Der SC Brühl verkauft sich achtbar, unterliegt Viktoria Köln aber am Ende deutlich mit 3:7 (0:2).

Vor guter Kulisse am Kunstrasenplatz des Schlossparkstadions zeigte Viktorias Trainer Marco Antwerpen, dass er das Duell mit dem Landesligisten ernst nahm und schickte eine Elf auf den Platz, die so durchaus auch als Stammformation durchgehen konnte. „Uns war im Vorfeld bewusst, dass das hier eine unangenehme Aufgabe wird, aber ich glaube wir haben das im ersten Durchgang gut gelöst, den Ball und Gegner laufen lassen“ so Antwerpen. 

Seine Mannschaft konnte auch bereits nach acht Minuten in Führung gehen. Nach einer Hereingabe von Sascha Eichmeier war es Marc Brasnic, der zum 0:1 traf. Neun Minuten später erhöhte Tobias Willers nach einem langen Freistoß per Kopf auf 0:2 (17.). „Wir hatten in den ersten 25 Minuten zuviel Respekt und das ist schade. Denn als wir den abgelegt haben, war es ein spiel auf Augenhöhe. Es hat Spass gemacht, wir haben den Gegner sehr früh gestört, haben Torchancen rausgespielt, nur leider stand es da schon 0:2“ so Brühls Trainer Tilman Waegner, der in der Halbzeit einige Umstellungen vornahm.


Zunächst zeigten diese keine Wirkung, denn die Viktoria konnte bereits kurz nach Wiederanpfiff für klare Verhältnisse sorgen: Erst erzielte Brasnic mit seinem zweiten Treffer das 0:3 (47.). Dann ließ Mike Wunderlich SCB-Keeper Thomas Nolden aussteigen und sorgte für das 0:4 (52.). Fünf Minuten später war es jedoch Brühls Kapitän Lukas Rösch, dem aus spitzen Winkel der 1:4-Anschlusstreffer (57.) gelang, nachdem er sich zuvor gut hatte durchsetzen können.

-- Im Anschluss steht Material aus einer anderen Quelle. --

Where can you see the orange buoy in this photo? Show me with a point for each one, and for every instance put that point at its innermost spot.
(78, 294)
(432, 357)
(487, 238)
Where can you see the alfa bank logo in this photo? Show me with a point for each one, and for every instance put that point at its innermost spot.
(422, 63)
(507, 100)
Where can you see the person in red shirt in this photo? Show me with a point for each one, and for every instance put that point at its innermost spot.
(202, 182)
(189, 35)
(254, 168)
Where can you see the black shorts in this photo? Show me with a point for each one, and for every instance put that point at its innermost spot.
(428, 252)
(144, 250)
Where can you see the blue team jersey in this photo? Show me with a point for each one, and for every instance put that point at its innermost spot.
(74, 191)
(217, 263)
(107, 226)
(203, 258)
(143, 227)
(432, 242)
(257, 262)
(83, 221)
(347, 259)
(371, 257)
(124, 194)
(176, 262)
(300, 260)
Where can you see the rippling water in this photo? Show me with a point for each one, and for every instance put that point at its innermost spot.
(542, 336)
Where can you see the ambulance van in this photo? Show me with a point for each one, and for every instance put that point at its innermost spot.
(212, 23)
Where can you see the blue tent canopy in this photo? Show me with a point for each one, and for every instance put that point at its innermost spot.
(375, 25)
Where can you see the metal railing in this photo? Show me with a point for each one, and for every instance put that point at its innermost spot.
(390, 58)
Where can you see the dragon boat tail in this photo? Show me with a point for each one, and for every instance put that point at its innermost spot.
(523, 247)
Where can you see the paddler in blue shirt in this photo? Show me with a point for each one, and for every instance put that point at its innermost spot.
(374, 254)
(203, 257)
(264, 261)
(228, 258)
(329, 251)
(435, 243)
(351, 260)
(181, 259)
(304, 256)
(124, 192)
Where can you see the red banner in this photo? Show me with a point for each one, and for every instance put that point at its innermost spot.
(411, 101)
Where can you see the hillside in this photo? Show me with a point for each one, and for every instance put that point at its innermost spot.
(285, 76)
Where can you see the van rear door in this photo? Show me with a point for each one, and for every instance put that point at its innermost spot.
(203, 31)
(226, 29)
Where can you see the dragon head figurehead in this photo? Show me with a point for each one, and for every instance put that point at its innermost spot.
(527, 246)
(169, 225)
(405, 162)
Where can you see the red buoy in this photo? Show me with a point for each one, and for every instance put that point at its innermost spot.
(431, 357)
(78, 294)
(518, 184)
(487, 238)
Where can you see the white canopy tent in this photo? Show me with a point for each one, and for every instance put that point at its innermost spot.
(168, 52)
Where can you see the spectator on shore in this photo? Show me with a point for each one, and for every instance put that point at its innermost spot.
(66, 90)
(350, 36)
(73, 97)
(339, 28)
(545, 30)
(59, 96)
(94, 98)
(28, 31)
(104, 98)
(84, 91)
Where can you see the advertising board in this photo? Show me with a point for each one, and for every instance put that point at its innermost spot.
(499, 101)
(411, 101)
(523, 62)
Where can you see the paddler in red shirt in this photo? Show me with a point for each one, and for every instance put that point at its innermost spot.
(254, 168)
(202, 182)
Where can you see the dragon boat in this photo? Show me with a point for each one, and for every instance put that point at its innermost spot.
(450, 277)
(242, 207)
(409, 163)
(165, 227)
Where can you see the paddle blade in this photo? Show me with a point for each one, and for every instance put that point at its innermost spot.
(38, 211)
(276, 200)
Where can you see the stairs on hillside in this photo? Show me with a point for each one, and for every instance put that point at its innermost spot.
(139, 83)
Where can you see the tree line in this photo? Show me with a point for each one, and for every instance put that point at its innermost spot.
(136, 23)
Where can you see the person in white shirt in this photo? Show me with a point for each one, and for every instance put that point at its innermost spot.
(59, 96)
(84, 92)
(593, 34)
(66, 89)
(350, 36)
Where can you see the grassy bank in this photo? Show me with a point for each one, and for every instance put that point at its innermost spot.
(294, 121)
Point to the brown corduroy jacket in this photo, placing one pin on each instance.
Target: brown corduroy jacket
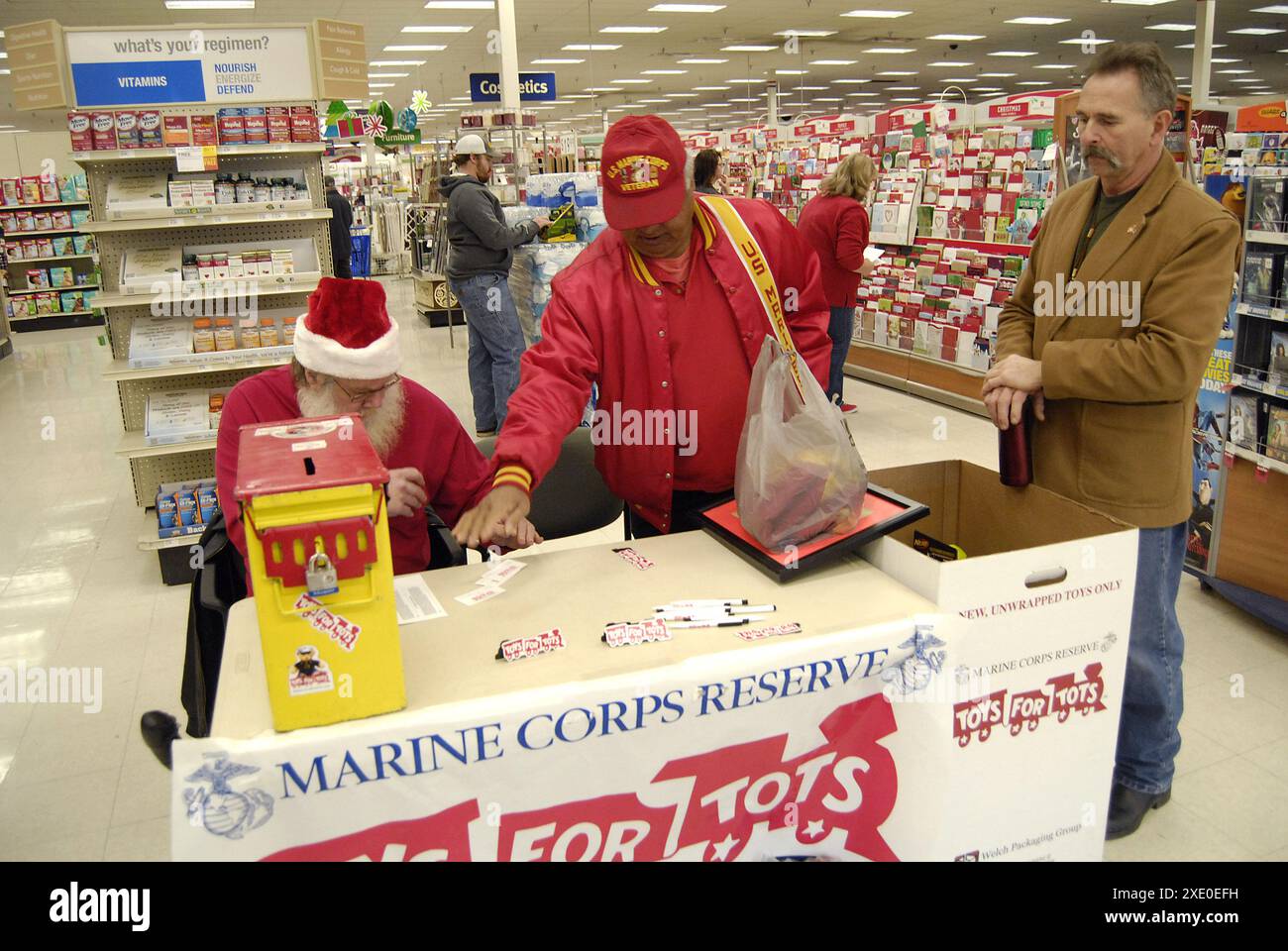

Fast im direkten Gegenzug durfte Brasnic allerdings seinen Dreierpack schnüren und mit einem Schuss in den Winkel zum 1:5 (59.) den alten Abstand wieder herstellen.

Die Partie schien für den Favoriten entschieden, doch dann sorgten die Schlosstädter per Doppelschlag nochmal für Spannung: Zunächst war es Rösch, der zum zweiten Mal stach und das 2:5 (68.) erzielte. Nur zwei Zeigerumdrehungen später verkürzte Janek Wrede per Freistoß gar auf 3:5 (70.). "Wir haben nach dem 0:4 vielleicht zu früh den Fehler gemacht, ein bis zwei Gänge rauszunehmen und den Gegner dadurch wieder ins Spiel kommen lassen“ zeigte sich Viktorias Übungsleiter selbstkritisch.

Denn in der Folge ging der Landesligist volles Risiko, um noch für eine Überraschung zu sorgen, aber ein weiteres Tor wollte nicht fallen. Stattdessen sorgten die Gäste in der Schlussphase für klare Verhältnisse. Erst war es Wunderlich, der nach einem Solo zum 3:6 (85.) traf. Anschließend sorgte Simon Handle mit dem 3:7 (89.) für den Schlusspunkt. „Mir hat der Auftritt von Brühl aber insgesamt sehr gut gefallen. Wir sind unter dem Strich sehr zufrieden, bei einem starken Landesligisten eine Runde weitergekommen zu sein“ hatte Antwerpen nach dem Spiel viel Lob für den Aussenseiter übrig. Sein Gegenüber an der Seitenlinie des SC Brühl, Tilman Waegner, hielt abschließend fest: :„Viktoria Köln hat als der Tabellenführer der Regionalliga ein bisschen geschwitzt“ und spielte damit natürlich auf die Phase nach dem 3:5 an.